Inaugurato nel settembre 2017, il progetto ha visto il sostegno del Comune di Bassano in Teverina che ne ha condiviso il voler coniugare la dimensione storico-naturalistica e paesaggistica con l’arte contemporanea attraverso la realizzazione di un percorso unitario che coinvolga l’intera area, grazie anche alla collaborazione con il Gruppo Archeologico Bassanese. I curatori Alberto Dambruoso e Roberto Gramiccia hanno delineato i tratti salienti dell’idea: inserendosi in un territorio vicino a realtà come il Parco della Serpara di Paul Wiedmer o quello di Daniel Spoerri sul Monte Amiata, è importante sottolineare la connotazione sociale di questo progetto, sia per la volontà di recuperare il rapporto tra arte, natura e territorio, sia per la sua lontananza da scopi commerciali. In opposizione all’ipercomunicazione mediale e alle logiche di marketing che caratterizzano questo momento storico, Sculture in Campo si pone in continuità con l’idea della storia quale strumento di trasmissione del sapere e dell’arte. Inoltre, per il suo carattere di straordinaria gratuità, si pone l’obiettivo di favorire la fruibilità collettiva aggregando pubblici diversi.
I primi artisti a condividere con la scultrice romana la partecipazione a questo progetto sono stati Francesca Tulli, Luigi Puxeddu e Alberto Timossi, posizionando una propria opera nel parco. La specificità della ricerca di ciascuno, di tipo astratto per Timossi, figurativo per Puxeddu e Tulli, trova una propria armonia con lo spazio in un dialogo serrato sia con i segni del Parco che con la natura circostante.

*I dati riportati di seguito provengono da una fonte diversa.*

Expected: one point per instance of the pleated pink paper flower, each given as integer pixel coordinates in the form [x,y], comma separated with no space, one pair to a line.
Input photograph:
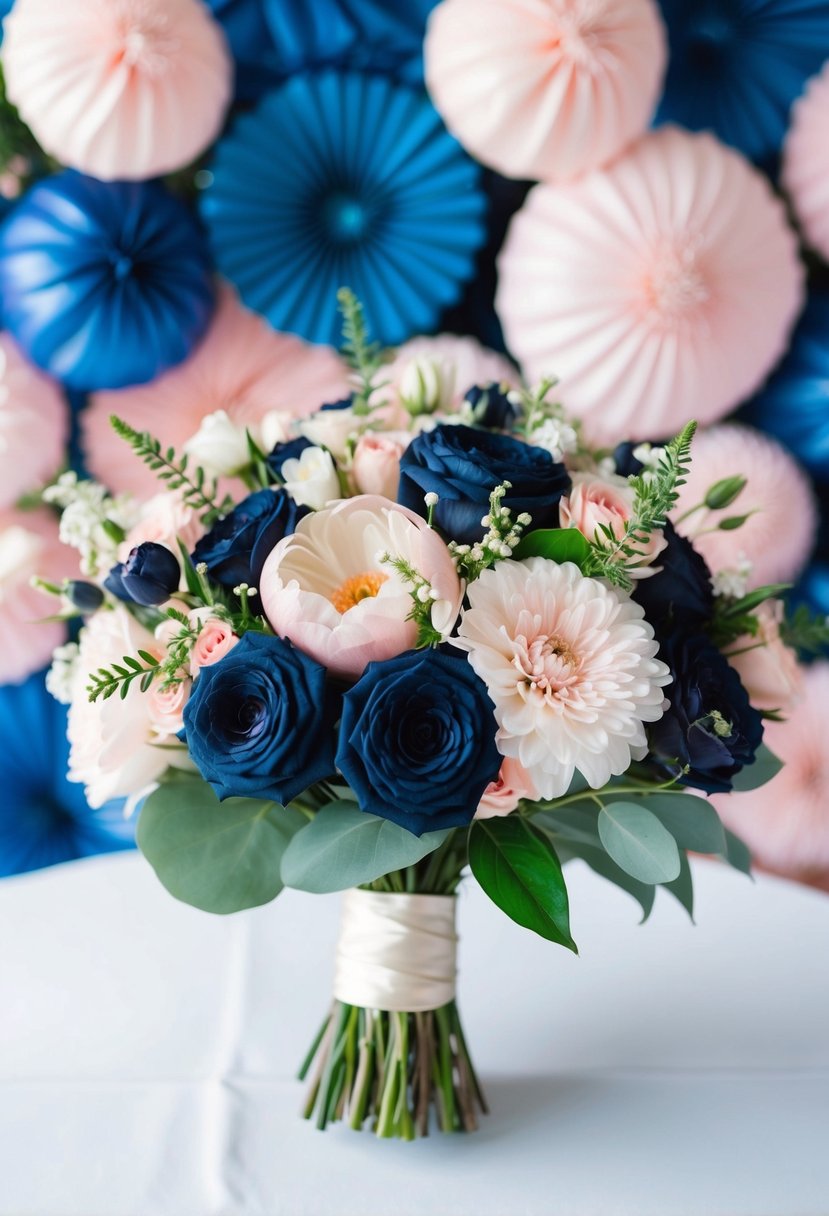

Per un’artista le cui opere nascono con la medesima semplicità dei processi naturali e, seppur nelle grandi dimensioni, tendono a tornare al terreno in un’orizzontale che nega qualsiasi forma di monumentalità, voler lasciare una testimonianza nel luogo in cui la natura è padrona in tutte le sue forme risulta in linea con la ricerca di una vita. A questo si unisce la volontà, altrettanto forte e mai sopita, di ragionare sulla necessità e la centralità della scultura, condividendo questa prospettiva con artisti che riflettono sullo stesso bisogno, e condividono l’urgenza di una struttura vocata al territorio e aperta al pubblico nelle immediate vicinanze di una città come Roma.